Você sabia que a primeira alimentação de uma bezerra recém-nascida pode definir sua saúde e desenvolvimento futuros?
Esse momento fundamental é conhecido como colostragem, onde a bezerra recebe o colostro, composto por uma combinação de secreções e elementos do soro sanguíneo, especialmente imunoglobulinas (Ig) e outras proteínas séricas, que se acumulam na glândula mamária durante o período seco anterior ao parto da vaca.
Esse processo inicia-se várias semanas antes do nascimento, sob a influência de hormônios lactogênicos como a prolactina.
O fornecimento de uma segunda colostragem de maneira adequada para as bezerras recém-nascidas está intimamente ligado à promoção de mais saúde e melhor desempenho desses animais, o que é demonstrado pelos seus efeitos a longo prazo na morbidade, mortalidade e no desenvolvimento.

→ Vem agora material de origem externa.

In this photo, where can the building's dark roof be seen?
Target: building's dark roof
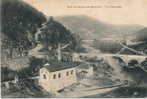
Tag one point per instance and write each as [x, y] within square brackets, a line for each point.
[57, 66]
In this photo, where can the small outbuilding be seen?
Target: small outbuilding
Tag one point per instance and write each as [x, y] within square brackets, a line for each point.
[55, 76]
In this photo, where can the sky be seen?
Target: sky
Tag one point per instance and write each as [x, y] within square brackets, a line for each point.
[109, 11]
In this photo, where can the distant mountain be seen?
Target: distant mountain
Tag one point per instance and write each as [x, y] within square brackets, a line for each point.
[89, 28]
[142, 35]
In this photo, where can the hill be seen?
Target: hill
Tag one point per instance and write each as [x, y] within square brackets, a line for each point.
[90, 28]
[19, 24]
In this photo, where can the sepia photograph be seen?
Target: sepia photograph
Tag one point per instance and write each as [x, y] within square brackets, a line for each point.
[73, 48]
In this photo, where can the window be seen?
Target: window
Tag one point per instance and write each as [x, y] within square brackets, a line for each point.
[67, 73]
[54, 76]
[44, 76]
[71, 71]
[59, 75]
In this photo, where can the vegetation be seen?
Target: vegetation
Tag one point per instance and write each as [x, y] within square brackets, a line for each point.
[20, 22]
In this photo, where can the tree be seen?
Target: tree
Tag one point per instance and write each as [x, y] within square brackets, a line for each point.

Nesse texto iremos discutir melhor sobre o manejo da segunda colostragem, evidenciando os seus principais benefícios na vida desses animais.
Fornecimento do colostro
Componentes essenciais do colostro incluem imunoglobulinas, leucócitos, fatores de crescimento, hormônios, agentes antimicrobianos inespecíficos e nutrientes.
Porém, as concentrações de muitos desses elementos são mais altas nas primeiras secreções coletadas após o parto (primeiro colostro de ordenha), diminuindo gradualmente ao longo das próximas seis ordenhas (leite de transição) até alcançarem os níveis mais baixos tipicamente encontrados no leite integral comercializado.

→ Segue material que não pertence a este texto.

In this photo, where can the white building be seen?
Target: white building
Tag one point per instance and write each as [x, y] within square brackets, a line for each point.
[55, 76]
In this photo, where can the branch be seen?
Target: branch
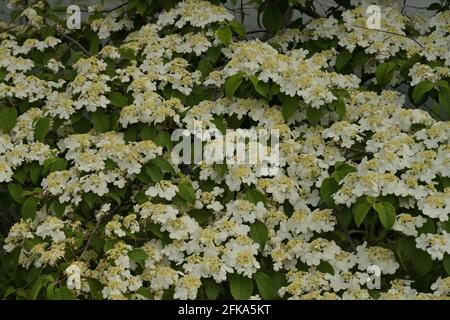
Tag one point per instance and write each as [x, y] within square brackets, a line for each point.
[390, 32]
[90, 237]
[75, 42]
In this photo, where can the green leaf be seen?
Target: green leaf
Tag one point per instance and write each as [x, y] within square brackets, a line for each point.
[360, 212]
[90, 199]
[163, 164]
[187, 192]
[212, 289]
[15, 190]
[35, 171]
[221, 169]
[263, 88]
[328, 187]
[8, 118]
[343, 59]
[145, 292]
[447, 263]
[444, 98]
[213, 54]
[313, 115]
[141, 8]
[272, 19]
[255, 196]
[384, 73]
[341, 169]
[37, 288]
[238, 28]
[266, 287]
[154, 173]
[421, 89]
[100, 120]
[386, 214]
[58, 165]
[29, 208]
[325, 267]
[205, 67]
[422, 262]
[289, 106]
[66, 294]
[241, 287]
[163, 139]
[339, 107]
[231, 84]
[259, 233]
[41, 129]
[95, 287]
[224, 35]
[117, 99]
[127, 53]
[137, 255]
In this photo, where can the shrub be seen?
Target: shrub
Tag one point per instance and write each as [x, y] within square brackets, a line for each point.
[357, 209]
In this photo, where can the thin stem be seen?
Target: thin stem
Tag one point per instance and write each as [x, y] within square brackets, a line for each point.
[91, 236]
[390, 32]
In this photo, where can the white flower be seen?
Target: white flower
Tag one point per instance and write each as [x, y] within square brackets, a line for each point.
[378, 256]
[51, 227]
[435, 244]
[74, 277]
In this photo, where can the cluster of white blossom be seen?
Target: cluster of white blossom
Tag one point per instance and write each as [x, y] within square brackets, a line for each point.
[155, 239]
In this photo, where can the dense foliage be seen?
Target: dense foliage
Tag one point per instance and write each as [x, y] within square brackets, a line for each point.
[93, 206]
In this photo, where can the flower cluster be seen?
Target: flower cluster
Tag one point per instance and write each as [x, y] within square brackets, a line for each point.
[363, 182]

Os ruminantes recém-nascidos dependem do consumo de colostro para adquirir anticorpos circulantes nas primeiras semanas de vida, essenciais para combater patógenos até que seu sistema imunológico possa produzir os seus próprios.
Essa dependência se deve ao tipo de placenta dos ruminantes que impede a transferência de imunidade durante a gestação. Além de fornecer anticorpos, o colostro possui alto valor nutricional, com presença de compostos bioativos importantes no desenvolvimento e maturação do trato gastrointestinal.

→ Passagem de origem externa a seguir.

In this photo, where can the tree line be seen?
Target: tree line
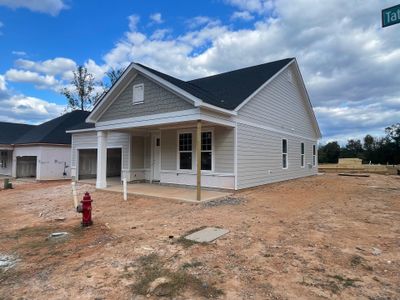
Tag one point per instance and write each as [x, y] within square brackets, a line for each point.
[375, 150]
[84, 90]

Pesquisas sobre as funções do colostro para recém-nascidos vêm sendo realizadas há muitas décadas. Uma antiga recomendação era de fornecer 2 litros de colostro ao nascer e mais 2 litros na próxima refeição ou 12 horas após o nascimento.
Entretanto, essa orientação mudou com a publicação de novas pesquisas e a recomendação mais atual passou a ser o fornecimento de colostro em função do peso ao nascer, dentro das primeiras 2 horas de vida na primeira colostragem. Essa abordagem praticamente dobrou o volume de colostro na primeira refeição, aumentando a absorção de anticorpos e beneficiando a saúde dos animais.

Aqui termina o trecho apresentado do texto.